In Situ Data Analytics for Next Generation Molecular Dynamics Workflows
Event Type
Focus Session
Big Data Analytics
Molecular Research
Scientific Software Development
TimeWednesday, June 19th11am - 11:30am CEST
LocationPanorama 2
DescriptionMolecular dynamics (MD) simulations studying the classical time evolution of a molecular system at atomic resolution are widely recognized in the fields of chemistry, material sciences, molecular biology, and drug design; these simulations are one of the most common simulations on supercomputers. Next-generation supercomputers will have dramatically higher performance than do current systems, generating more data that needs to be analyzed (i.e., in terms of number and length of MD trajectories). The coordination of data generation and analysis cannot rely on manual, centralized approaches as it is predominately done today.

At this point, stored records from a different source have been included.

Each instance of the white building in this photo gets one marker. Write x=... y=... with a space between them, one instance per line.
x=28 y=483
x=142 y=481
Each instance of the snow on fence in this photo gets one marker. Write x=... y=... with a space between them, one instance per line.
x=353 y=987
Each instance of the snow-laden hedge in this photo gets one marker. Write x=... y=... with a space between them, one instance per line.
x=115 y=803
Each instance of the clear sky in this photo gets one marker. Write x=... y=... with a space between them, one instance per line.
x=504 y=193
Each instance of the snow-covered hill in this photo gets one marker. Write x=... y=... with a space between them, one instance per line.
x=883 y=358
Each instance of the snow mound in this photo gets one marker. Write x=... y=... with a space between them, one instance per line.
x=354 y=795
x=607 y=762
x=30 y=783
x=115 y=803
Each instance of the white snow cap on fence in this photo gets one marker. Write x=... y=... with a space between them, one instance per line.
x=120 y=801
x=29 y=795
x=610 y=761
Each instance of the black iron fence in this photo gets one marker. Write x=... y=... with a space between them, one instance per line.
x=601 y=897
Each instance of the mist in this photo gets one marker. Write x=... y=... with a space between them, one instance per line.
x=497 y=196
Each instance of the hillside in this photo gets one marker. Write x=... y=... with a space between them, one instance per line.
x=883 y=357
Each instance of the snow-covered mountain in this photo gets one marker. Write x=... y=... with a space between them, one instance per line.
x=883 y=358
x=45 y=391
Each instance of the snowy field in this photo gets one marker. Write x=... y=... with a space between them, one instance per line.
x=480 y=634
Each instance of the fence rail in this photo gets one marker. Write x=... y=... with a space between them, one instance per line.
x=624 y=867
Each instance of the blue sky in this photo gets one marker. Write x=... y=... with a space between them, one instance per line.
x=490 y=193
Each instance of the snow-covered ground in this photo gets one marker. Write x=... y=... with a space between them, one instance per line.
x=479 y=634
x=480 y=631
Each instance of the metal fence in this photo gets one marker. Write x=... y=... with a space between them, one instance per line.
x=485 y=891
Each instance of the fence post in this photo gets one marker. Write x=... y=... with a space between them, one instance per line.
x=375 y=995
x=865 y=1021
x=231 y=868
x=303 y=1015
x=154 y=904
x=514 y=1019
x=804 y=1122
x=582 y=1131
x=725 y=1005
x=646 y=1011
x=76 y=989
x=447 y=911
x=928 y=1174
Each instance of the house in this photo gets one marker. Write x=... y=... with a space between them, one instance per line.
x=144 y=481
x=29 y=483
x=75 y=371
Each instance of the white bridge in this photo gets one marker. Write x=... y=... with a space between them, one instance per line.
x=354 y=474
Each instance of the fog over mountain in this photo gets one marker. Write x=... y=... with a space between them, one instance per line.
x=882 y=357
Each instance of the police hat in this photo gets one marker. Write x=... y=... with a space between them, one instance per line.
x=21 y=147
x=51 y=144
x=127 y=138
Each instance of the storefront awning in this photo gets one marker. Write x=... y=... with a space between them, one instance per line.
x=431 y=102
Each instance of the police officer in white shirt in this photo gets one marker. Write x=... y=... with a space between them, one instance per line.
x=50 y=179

In this talk we discuss how the combination of machine learning and data analytics algorithms, workflow management methods, and high performance computing systems can transition the runtime analysis of larger and larger MD trajectories towards the exascale era. We demonstrate our approach on three case studies: protein-ligand docking simulations, protein folding simulations, and analytics of protein functions depending on proteins’ three-dimensional structures. We show how, by mapping individual substructures to metadata, frame by frame at runtime, we can study the conformational dynamics of proteins in situ. The ensemble of metadata can be used for automatic, strategic analysis and steering of MD simulations within a trajectory or across trajectories, without manually identify those portions of trajectories in which rare events take place or critical conformational features are embedded.